Jacob had promised God some thirty years earlier, when he was fleeing the wrath of his deceived brother, Esau, that if God would be with him, watch over him, and return him safely to Canaan, then Yahweh would be his God, and he would serve Him. But like so many of us in these “foxhole” experiences, Jacob had forgotten his vow. Yet God had returned him safely to his land and had blessed him and had caused his life to overflow with the bounty of God’s goodness (Gen 28:20-22). How, we ask in amazement, could Jacob have been so ungrateful? Jacob had nothing but problems when he cried out for help. Was thirty years not enough time to remember and make good his vow to God? Perhaps Jacob thought himself a self-made man, that he did it himself. After all, had it not been by his own hard work, wits, sheer willpower and drive that he had become what he was?
But now Jacob had family trouble, and that was different. To make matters worse, Jacob’s self-made sons decided to take things into their own hands and pour vengeance on Hamor’s clan. First there was deceit: the sons pretended that all would be well if the men of Hamor would be circumcised; then Dinah could be given in marriage (Gen 34:13-16). Once evil is let loose there may be no stopping it, except through a genuine change in the lives of all who are affected. But in this situation Jacob still did not see the necessity for calling his sons or these heathen to repentance. It’s difficult to call others to repentance toward God if you have forgotten your promises to God.

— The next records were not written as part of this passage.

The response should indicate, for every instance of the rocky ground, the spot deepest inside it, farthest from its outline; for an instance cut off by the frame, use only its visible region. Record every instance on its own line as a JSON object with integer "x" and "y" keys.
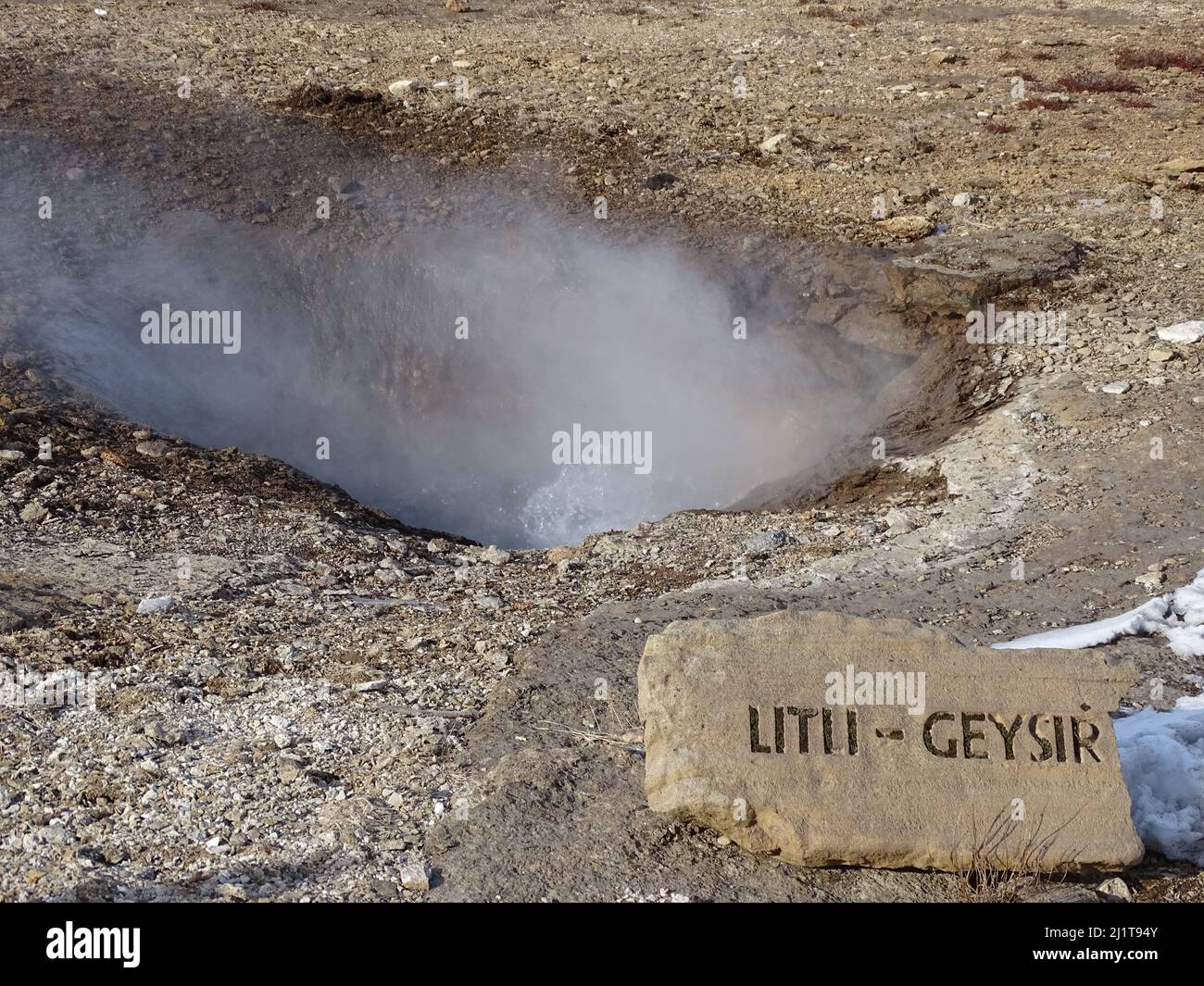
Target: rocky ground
{"x": 335, "y": 705}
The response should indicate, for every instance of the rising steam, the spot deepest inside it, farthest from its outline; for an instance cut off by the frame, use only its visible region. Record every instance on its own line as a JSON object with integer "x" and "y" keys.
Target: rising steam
{"x": 359, "y": 344}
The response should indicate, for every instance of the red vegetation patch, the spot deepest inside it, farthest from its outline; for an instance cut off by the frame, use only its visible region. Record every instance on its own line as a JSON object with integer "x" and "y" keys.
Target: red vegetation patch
{"x": 1044, "y": 104}
{"x": 1160, "y": 58}
{"x": 1098, "y": 82}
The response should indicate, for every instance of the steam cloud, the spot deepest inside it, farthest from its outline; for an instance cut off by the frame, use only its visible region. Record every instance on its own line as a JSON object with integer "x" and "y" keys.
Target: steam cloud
{"x": 357, "y": 344}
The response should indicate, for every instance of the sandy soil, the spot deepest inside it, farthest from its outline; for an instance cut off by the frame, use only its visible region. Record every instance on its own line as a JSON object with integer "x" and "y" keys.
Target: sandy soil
{"x": 335, "y": 700}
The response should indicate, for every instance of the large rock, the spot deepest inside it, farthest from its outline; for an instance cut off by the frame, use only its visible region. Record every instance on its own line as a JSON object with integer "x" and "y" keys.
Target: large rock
{"x": 959, "y": 273}
{"x": 954, "y": 757}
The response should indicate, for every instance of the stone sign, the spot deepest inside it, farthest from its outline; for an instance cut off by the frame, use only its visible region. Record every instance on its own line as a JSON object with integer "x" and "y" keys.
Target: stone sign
{"x": 823, "y": 738}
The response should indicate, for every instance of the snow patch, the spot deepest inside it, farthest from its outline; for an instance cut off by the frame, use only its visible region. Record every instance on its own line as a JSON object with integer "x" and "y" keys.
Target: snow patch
{"x": 1162, "y": 760}
{"x": 1162, "y": 753}
{"x": 1178, "y": 616}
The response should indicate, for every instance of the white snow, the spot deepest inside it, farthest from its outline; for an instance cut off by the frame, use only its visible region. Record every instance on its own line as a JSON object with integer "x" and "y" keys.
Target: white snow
{"x": 1162, "y": 758}
{"x": 1183, "y": 331}
{"x": 1162, "y": 753}
{"x": 1176, "y": 616}
{"x": 1145, "y": 619}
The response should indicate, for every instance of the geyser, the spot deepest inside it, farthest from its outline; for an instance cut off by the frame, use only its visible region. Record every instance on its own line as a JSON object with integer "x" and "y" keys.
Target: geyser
{"x": 433, "y": 371}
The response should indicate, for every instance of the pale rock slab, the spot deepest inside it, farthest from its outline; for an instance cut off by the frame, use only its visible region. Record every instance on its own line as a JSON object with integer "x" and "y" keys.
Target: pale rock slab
{"x": 1011, "y": 762}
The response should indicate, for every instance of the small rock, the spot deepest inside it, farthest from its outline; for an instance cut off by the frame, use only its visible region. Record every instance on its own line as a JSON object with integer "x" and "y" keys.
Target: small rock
{"x": 157, "y": 449}
{"x": 766, "y": 542}
{"x": 495, "y": 555}
{"x": 907, "y": 227}
{"x": 773, "y": 144}
{"x": 1115, "y": 889}
{"x": 660, "y": 180}
{"x": 1183, "y": 331}
{"x": 34, "y": 513}
{"x": 156, "y": 605}
{"x": 1150, "y": 580}
{"x": 416, "y": 877}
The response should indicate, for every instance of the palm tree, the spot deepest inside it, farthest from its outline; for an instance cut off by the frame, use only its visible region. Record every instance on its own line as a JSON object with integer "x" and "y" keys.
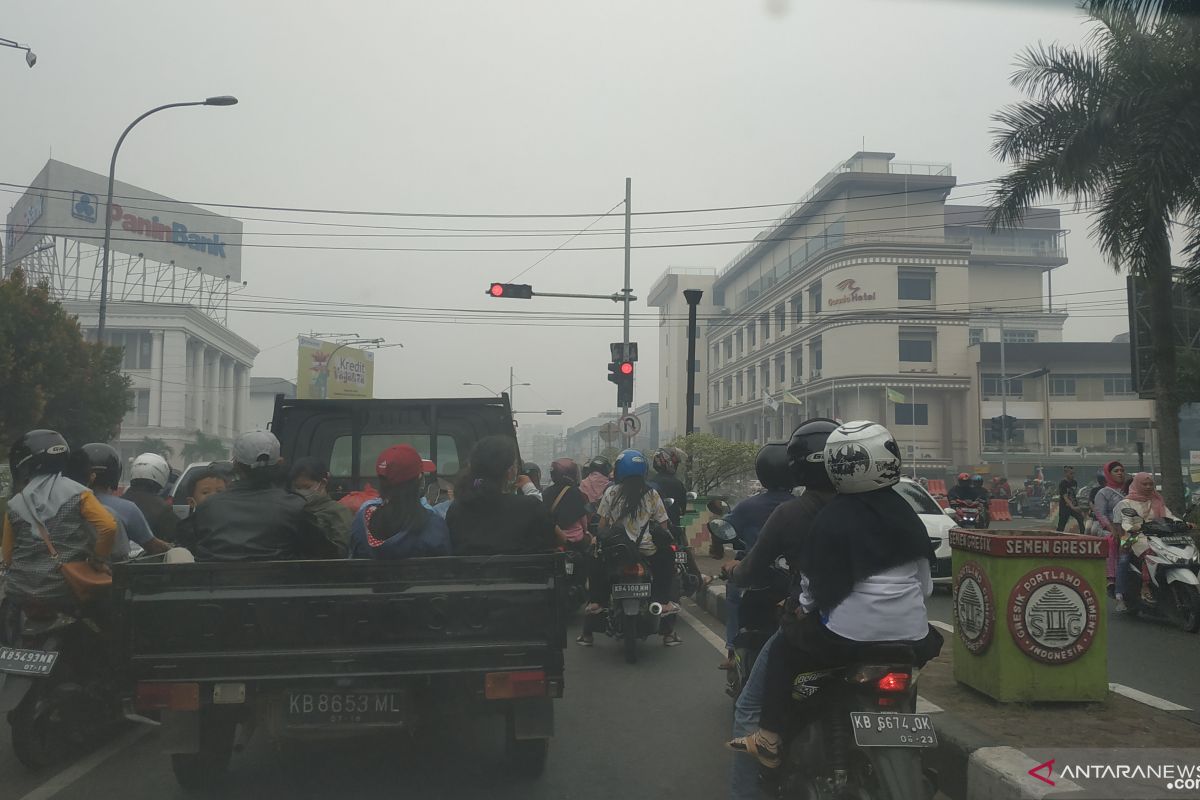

The situation deteriorated further. The men of Hamor’s city yielded to the demand to be circumcised, totally unaware of what evil lay lurking in the hearts of Jacob’s sons. On the third day after this operation, while they were still in pain, every male in the Canaanite city, including Hamor and his son Shechem, was murdered by two of Jacob’s sons, Simeon and Levi (Gen. 34:25-26). None of this had the approval of consent or Yahweh. [Kaiser, 33.]